# 3D vector question

• Apr 11th 2009, 01:43 PM
hymnseeker
3D vector question
Quote:

The position vectors of the points A and B relative to an origin O are 5i + 4j + k, -i + j - 2k respectively. Find the position vector of the point P which lies on AB produced such that AP=2BP.
My strategy was to calculate AB, then take 1/3 of this and add it to the position vector for B. However this returns the incorrect answer.

Any ideas?
• Apr 11th 2009, 03:32 PM
Plato
Quote:

Originally Posted by hymnseeker
My strategy was to calculate AB, then take 1/3 of this and add it to the position vector for B.

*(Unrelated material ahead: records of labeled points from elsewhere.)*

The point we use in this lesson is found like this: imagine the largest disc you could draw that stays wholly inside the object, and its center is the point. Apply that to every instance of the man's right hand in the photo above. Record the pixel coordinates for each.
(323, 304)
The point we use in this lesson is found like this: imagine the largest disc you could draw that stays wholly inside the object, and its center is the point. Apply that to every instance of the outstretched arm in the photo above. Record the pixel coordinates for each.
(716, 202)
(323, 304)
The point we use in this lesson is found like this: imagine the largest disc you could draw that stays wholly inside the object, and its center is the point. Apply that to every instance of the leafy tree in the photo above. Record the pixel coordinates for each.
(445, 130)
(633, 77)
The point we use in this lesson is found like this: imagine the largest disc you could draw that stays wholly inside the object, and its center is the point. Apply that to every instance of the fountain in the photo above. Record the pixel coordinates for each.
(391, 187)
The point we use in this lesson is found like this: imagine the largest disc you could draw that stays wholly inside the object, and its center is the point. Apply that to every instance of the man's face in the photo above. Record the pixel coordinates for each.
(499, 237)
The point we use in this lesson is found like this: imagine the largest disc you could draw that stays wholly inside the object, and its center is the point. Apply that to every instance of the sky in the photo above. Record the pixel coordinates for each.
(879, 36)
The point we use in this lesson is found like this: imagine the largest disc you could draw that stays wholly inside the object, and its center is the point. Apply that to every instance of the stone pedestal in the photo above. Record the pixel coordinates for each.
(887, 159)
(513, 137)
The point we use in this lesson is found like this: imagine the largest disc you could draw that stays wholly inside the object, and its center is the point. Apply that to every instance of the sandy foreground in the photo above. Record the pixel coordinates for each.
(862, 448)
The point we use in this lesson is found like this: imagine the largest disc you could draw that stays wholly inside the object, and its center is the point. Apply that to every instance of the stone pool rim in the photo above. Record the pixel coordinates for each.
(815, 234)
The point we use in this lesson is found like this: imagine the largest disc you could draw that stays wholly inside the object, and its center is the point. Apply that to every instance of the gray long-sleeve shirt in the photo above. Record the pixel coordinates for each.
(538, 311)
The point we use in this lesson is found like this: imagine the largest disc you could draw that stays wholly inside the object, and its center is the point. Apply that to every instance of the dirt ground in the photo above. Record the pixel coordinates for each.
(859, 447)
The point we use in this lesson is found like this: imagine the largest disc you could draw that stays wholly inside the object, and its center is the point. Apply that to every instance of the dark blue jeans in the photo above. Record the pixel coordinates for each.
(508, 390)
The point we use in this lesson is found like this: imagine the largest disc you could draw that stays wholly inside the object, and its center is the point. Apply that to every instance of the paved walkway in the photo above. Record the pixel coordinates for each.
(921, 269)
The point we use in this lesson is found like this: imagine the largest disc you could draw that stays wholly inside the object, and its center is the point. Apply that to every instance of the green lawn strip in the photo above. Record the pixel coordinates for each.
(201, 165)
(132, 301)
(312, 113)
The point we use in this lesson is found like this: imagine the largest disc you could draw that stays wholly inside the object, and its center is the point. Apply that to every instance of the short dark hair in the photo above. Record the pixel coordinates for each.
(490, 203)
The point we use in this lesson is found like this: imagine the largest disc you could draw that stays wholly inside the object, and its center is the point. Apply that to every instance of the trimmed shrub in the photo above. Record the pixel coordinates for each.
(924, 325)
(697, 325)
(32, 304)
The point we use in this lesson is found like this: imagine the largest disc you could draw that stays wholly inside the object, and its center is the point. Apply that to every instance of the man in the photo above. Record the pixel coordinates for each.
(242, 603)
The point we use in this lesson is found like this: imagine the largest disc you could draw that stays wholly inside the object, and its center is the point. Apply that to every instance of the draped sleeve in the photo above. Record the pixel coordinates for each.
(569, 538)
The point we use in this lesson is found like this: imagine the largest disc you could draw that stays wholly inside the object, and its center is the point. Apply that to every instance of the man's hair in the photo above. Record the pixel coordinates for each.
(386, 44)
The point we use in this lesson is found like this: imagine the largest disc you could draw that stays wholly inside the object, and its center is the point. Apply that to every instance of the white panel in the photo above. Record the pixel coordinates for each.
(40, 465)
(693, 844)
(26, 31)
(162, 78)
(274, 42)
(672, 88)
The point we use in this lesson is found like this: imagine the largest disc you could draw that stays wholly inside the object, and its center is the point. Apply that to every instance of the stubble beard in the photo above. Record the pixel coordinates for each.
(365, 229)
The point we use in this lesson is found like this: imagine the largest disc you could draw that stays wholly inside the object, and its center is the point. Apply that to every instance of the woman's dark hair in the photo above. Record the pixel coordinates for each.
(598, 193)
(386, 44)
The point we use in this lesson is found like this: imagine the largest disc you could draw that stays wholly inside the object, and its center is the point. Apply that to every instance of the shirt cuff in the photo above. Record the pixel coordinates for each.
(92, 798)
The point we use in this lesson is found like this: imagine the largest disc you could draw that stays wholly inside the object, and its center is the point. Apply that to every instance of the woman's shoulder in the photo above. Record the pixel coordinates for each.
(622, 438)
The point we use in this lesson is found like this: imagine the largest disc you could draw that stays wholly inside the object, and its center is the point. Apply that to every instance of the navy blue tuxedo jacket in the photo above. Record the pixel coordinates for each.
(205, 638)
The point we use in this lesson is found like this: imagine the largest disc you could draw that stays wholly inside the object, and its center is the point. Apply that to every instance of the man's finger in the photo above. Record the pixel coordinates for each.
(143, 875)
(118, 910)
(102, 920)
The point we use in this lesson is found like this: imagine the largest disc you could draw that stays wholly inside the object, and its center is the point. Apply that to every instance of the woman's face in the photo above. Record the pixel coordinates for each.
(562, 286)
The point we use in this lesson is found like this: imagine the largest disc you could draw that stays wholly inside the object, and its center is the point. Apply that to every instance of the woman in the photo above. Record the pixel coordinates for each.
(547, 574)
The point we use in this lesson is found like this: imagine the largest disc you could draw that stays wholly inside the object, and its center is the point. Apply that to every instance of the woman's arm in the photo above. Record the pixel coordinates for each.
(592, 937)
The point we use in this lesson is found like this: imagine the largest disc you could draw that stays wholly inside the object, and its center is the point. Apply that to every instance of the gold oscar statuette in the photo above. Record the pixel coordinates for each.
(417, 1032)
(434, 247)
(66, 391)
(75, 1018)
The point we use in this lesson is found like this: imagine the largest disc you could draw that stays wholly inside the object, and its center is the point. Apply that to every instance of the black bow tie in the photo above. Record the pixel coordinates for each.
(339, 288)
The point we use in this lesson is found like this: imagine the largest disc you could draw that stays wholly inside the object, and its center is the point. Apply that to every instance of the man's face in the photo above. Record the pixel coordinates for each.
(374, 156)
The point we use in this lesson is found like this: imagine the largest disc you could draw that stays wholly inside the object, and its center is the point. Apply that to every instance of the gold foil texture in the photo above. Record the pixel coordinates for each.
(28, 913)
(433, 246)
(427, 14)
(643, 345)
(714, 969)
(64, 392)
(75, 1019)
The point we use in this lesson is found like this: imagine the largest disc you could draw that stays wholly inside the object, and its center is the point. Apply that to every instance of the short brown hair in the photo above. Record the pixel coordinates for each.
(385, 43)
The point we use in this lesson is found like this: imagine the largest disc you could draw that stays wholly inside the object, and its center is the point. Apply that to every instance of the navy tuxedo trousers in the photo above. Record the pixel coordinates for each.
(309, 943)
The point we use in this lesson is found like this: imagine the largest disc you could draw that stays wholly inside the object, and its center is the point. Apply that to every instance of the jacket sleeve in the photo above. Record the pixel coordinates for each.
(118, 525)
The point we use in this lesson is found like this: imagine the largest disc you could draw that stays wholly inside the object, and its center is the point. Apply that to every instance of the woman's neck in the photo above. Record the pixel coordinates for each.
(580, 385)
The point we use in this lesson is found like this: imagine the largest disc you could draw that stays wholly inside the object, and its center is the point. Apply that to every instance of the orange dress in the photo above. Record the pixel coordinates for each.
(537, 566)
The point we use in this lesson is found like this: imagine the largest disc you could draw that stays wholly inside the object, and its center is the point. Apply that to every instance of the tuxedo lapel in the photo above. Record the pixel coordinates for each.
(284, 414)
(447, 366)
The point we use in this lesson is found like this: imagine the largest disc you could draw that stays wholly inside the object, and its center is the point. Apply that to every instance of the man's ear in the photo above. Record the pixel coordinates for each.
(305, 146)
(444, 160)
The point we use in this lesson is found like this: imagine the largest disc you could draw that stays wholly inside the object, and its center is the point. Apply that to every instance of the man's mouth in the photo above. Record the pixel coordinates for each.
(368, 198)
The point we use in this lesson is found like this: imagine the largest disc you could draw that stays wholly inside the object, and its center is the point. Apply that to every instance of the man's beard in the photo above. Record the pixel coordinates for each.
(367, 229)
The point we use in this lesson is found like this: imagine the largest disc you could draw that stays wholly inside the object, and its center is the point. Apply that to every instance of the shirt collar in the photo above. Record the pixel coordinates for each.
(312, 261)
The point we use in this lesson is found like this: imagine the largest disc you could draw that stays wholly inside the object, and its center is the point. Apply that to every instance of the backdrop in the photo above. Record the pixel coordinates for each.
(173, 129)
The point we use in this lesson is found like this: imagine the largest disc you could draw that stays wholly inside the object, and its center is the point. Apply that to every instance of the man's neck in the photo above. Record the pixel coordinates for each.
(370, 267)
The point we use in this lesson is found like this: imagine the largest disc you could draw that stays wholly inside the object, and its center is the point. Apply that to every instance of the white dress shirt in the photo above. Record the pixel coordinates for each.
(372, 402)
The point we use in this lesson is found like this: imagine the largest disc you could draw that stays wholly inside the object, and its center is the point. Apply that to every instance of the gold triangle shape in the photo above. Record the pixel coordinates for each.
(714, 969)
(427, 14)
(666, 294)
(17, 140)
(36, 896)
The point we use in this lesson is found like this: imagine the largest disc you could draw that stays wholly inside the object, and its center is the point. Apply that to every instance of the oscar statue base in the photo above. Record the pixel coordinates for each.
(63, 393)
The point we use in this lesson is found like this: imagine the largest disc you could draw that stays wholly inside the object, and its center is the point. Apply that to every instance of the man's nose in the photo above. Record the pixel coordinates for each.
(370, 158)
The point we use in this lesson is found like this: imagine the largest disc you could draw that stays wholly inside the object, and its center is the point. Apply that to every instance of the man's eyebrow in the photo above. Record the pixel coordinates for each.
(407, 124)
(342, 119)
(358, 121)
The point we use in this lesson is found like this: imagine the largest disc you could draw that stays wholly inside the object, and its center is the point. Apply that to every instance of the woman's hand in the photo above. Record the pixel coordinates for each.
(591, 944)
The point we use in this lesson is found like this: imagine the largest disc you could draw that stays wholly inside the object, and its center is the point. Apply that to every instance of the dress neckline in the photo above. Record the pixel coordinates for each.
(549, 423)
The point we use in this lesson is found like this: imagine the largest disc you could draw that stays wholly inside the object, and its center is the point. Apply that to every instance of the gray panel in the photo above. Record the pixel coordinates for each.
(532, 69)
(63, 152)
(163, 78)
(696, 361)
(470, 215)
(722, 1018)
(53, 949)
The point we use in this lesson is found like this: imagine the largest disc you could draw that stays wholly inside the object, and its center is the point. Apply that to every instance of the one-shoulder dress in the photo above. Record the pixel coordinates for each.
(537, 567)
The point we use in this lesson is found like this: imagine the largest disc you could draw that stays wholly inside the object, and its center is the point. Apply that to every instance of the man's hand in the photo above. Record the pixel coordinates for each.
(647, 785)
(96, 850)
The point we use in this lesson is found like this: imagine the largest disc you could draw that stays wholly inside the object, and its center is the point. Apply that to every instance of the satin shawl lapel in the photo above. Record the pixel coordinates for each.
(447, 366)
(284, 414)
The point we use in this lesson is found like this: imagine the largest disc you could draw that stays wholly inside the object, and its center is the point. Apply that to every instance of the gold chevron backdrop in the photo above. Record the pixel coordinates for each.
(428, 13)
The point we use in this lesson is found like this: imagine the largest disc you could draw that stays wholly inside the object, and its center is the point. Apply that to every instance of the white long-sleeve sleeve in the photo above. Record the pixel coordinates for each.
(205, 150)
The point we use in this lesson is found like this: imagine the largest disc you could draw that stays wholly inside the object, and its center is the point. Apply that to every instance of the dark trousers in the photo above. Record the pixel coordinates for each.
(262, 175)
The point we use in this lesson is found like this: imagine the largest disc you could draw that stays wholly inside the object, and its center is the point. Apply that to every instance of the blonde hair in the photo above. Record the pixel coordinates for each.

The equation $\displaystyle \overrightarrow {AP} = 2\overrightarrow {BP} \, \Rightarrow \,A - B - P$ that is B is between A&P.
Your approach puts P between A&B.
Try this $\displaystyle \overrightarrow P = 2\overrightarrow {AB} + \overrightarrow {A}$. Does that work?
• Apr 11th 2009, 04:14 PM
Soroban
Hello, hymnseeker!

Quote:

The position vectors of points $\displaystyle A$ and $\displaystyle B$ relative to an origin $\displaystyle O$
are: .$\displaystyle \vec A \:=\:\langle 5,4,1\rangle,\;\vec B \:=\:\langle -1,1,-2\rangle$

Find the position vector of point $\displaystyle P$ which lies on $\displaystyle AB$ produced so that: $\displaystyle AP\:=\:2\!\cdot\!BP$

My strategy was to calculate AB, then take 1/3 of this ... .no

Did you make a sketch?

Code:

      : ← - - - - 2 - - - - → :       *-----------*-----------*       A          B ← - 1 - → P

As you can see, $\displaystyle B$ is the midpoint of $\displaystyle AP.$

• Apr 12th 2009, 12:05 AM
hymnseeker
I see...

Thanks for your help Plato and Soroban, I understand now.